Bishop H. David Burton of The Church of Jesus Christ of Latter-day Saints speaks during Operation Smile's 5th annual Breakfast of Smiles in Salt Lake City Tuesday, Sept. 20, 2011. Photo: Jeffrey D. Allred, Deseret News

Bishop Burton said the Latter-day Saint community stands ready to help and saluted the efforts of the Operation Smile.

"Thank you for your marvelous support of this outstanding organization that blesses the lives of so many," he said.

The Presiding Bishop concluded his remarks by screening a video highlighting the many people across the globe who are served by the diverse initiatives of LDS Humanitarian Services.

The Little Heroes Foundation was the title sponsor for the breakfast. Little Heroes was founded in 2007 by former BYU basketball star and pro player Travis Hansen and his wife, LaRee, to assist children in need in Russia and around the world. The Hansens have witnessed the power of generosity and humanitarian service.

"Any donation, big or small, can go a long way to change a child's life," said Brother Hansen, a returned missionary.

Dr. Bill Magee, the cofounder and executive chairman of Operation Smile, said Utah and the Church have played a pivotal role in the organization's success. He paid tribute to the Church and its members for their generosity and good will.

"No child in this world should live without dignity, and with people like you they will have a chance. God bless you," he said.
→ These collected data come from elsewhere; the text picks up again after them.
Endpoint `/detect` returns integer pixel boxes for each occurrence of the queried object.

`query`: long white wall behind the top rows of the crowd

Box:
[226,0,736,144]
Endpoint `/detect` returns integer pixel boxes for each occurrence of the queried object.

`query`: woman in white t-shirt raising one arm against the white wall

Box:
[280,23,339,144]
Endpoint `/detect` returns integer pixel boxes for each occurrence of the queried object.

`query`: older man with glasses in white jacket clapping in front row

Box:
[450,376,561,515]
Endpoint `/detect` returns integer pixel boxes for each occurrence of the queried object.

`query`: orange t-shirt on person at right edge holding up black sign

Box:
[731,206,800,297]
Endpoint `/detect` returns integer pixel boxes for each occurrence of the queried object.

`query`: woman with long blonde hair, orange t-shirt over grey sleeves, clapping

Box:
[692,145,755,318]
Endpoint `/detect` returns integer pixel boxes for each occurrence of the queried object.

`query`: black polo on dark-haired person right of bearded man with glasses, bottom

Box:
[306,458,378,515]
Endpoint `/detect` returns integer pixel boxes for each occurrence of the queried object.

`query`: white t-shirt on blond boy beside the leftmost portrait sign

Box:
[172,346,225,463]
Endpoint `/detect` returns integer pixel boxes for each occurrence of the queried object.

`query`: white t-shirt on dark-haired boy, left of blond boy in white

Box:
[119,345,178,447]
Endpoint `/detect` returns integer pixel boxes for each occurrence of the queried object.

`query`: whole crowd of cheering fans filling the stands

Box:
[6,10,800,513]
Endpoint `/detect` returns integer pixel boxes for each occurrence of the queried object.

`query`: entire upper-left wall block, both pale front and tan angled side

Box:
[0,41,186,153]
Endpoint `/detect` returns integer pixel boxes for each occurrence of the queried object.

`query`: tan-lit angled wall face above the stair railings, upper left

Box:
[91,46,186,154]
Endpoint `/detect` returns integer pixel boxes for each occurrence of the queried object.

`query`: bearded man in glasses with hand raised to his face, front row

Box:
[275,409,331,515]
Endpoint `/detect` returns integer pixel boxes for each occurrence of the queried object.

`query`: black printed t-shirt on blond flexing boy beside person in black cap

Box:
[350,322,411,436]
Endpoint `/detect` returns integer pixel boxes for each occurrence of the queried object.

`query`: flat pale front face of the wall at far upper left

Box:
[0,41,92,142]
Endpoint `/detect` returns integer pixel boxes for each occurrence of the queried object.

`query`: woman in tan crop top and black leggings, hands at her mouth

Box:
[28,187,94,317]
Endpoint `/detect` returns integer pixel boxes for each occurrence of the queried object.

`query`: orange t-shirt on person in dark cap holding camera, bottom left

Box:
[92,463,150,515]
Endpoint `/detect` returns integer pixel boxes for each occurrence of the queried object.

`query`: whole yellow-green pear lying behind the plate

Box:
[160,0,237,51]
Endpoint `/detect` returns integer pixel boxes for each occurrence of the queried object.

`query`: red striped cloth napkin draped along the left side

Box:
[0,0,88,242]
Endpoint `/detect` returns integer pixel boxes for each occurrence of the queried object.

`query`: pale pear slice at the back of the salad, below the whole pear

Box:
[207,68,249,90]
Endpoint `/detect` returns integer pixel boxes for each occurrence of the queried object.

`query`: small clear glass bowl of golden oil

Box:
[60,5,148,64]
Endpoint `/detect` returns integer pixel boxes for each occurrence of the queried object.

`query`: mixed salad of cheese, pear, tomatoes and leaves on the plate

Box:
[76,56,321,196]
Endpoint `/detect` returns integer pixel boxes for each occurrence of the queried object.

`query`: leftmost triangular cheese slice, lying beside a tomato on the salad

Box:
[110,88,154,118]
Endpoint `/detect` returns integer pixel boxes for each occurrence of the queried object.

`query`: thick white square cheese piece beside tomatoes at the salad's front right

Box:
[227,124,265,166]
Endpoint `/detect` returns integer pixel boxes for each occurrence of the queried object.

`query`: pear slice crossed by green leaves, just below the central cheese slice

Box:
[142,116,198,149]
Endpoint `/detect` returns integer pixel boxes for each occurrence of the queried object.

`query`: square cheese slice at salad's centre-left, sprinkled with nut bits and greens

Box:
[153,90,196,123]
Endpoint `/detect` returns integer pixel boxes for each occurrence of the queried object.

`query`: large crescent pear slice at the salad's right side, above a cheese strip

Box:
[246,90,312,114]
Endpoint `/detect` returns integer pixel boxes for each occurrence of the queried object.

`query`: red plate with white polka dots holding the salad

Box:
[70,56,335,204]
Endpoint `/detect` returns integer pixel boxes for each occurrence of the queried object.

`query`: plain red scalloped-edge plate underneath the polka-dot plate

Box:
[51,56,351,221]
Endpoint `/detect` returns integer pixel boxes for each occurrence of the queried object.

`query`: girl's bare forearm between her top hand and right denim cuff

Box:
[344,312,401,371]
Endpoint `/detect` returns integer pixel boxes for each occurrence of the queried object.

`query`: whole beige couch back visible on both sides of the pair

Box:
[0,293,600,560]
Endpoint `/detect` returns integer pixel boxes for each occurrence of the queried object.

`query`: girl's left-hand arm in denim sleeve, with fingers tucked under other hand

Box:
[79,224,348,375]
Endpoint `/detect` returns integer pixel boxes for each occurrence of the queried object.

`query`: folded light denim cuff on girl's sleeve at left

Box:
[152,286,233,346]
Chadleen Alberth-Lacdo-o, from the Philippines and born with a cleft, sings during Operation Smile's 5th annual Breakfast of Smiles in Salt Lake City  Tuesday, Sept. 20, 2011.
Chadleen Alberth-Lacdo-o, from the Philippines and born with a cleft, sings during Operation Smile's 5th annual Breakfast of Smiles in Salt Lake City Tuesday, Sept. 20, 2011. Photo: Jeffrey D. Allred, Deseret News

Sixteen-year-old singer Chadleen Alberth-Lacdo-o performed at Tuesday's event. Chadleen knows well the impact of Operation Smile. The native of Cebu, Philippines, was born with a cleft palate. As a little girl she dreamed of being a great singer even as she endured the taunts of others.

"I used to have a horrible life," she said. "I was teased by everybody...I had not confidence in myself."

Her life changed forever when doctors and nurses on an Operation Smile mission to Cebu repaired her cleft. As a teenager, Chadleen has performed on television has been featured in several newspapers. She relishes her opportunities to showcase her talents while enjoying "a normal life."